No, no. Her name was “Abby” someone. Abby who? “Abby Normal”
http://www.youtube.com/watch?v=UexffH422Vg
Hey 10:18, you paint a very colorful picture of the opponents. Ever think of writing for a newspaper –maybe Andrea needs an assistant. I, for one, never get side-tracked on the issue of ‘what’s normalcy’ which I why I would never take it upon myself to call opponents of this project abnormal.
I think pretty standard and assumed that a columnist is opinion piece. That goes for any newspaper – so off-base on that criticism.
Of course, I don’t believe her nonsense either about what she saw (needles, rats) etc –or at least it could be said about any construction site or empty lot in even the toniest neighborhoods.
She a columnist – only intent is to provoke, stoke the disagreements, etc.
Not further enlighten or engage in intelligent discourse.
Yet the anti-AY often is often just as shrill.
She doesn’t live in Park Slope. She lives on Warren St. between Court & Clinton.
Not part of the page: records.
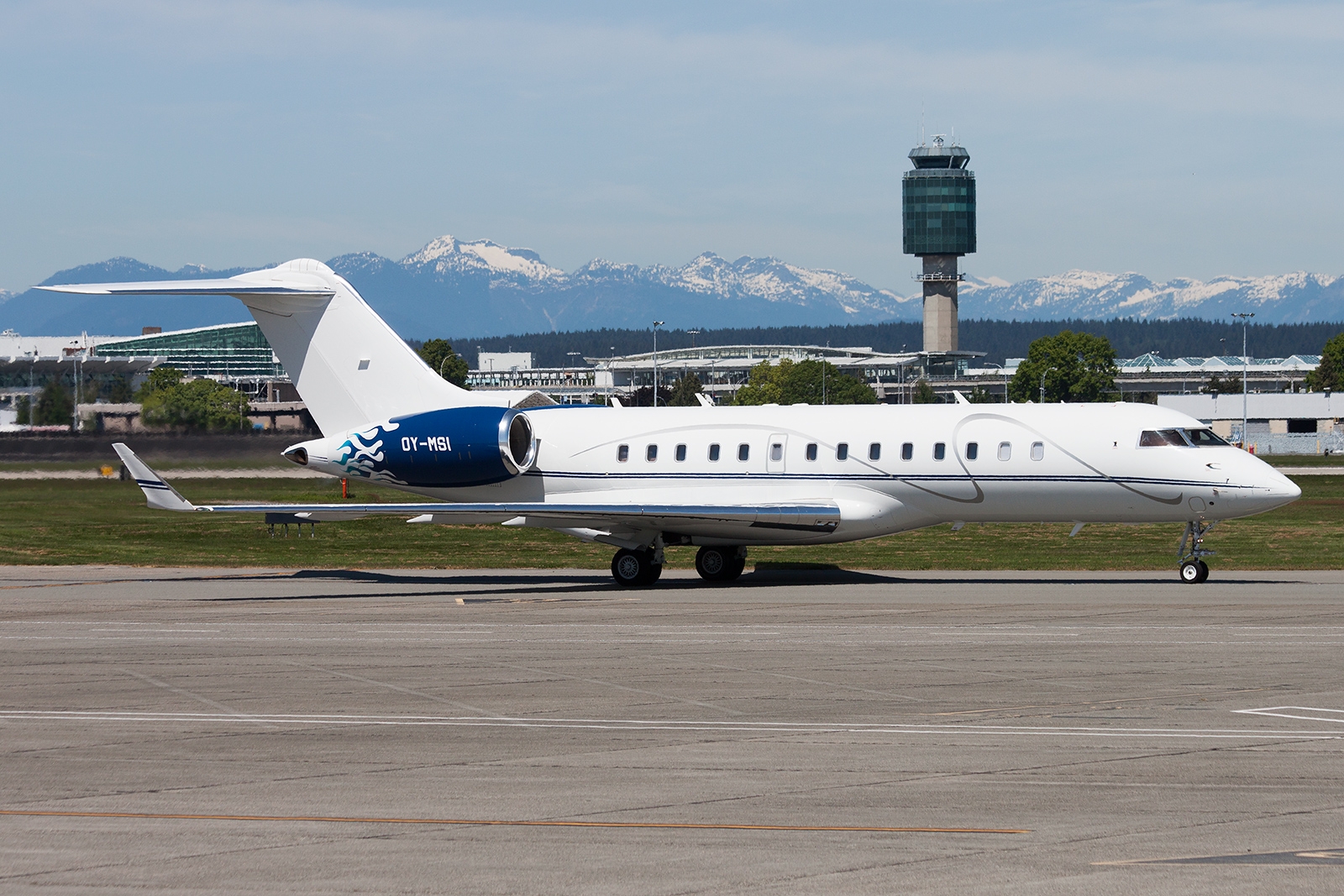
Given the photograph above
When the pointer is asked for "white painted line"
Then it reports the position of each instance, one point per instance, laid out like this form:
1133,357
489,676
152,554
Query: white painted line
235,473
1310,714
642,725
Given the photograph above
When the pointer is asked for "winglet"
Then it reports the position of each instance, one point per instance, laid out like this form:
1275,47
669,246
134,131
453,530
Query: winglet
158,493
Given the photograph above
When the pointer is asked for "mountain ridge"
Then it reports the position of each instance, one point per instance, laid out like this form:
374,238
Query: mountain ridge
488,289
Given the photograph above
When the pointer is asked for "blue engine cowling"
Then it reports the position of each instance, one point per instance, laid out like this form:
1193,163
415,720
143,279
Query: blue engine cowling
454,448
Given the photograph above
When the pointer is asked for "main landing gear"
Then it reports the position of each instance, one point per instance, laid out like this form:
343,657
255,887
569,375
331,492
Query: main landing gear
642,567
719,563
638,569
1193,567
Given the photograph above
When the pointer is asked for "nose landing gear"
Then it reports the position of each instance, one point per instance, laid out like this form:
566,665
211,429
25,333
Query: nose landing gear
1193,567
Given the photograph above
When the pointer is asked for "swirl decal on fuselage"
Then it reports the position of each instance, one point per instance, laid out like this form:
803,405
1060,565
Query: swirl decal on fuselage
362,453
980,495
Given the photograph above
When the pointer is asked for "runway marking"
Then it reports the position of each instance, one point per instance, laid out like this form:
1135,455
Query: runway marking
672,726
1296,712
1310,857
501,822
Why And let me tell you, she’s a lot uglier than her “glamour” shot by her column.
B’Stoner –
A) Your title for this post is so crass it’s actually sad and B) there is a case to be made that opponents didn’t “care” as in large part they were representing what could be considered a short-sighted view about something that could benefit many…
I strongly believe that there would have been a better chance of a middle ground more beneficial to all of us if the most vocal opponents hadn’t been the usual bunch of crazies (government conspiracy theorists etc.), joke celebrities (i.e. the silly attempt to put Heath and Michelle in the mix) and brownstone owners who just came off as pure elitists (whether or not they were/are)…did you go to any of those anti-yards rallies? what percentage of the crowd would a reasonable person consider “normal”? (let’s not get side-tracked on “what’s normalcy?”) The “anti-” people on my block were comprised of renters with low income jobs (or no jobs) living in rent stabilized apartments and “renovators” that are trying to make their houses exact replicas of 1860 living in between moving their three cars from one side of the street to the other. The “middle” who, whether you like it or not will be the new core residents for these neighborhoods, were absent from the discussion because they were completely alienated by the hysteria.
The yards are a disgrace/blighted and I am truly sorry for those that will be paid to have their property seized through eminent domain (you can’t put a price on your home) but hopefully there’s a lesson to be learned for the next battles that we will fight in the inevitable development of the area – you cannot win these battles unless you tone down the rhetoric and broaden the base that your message appeals to.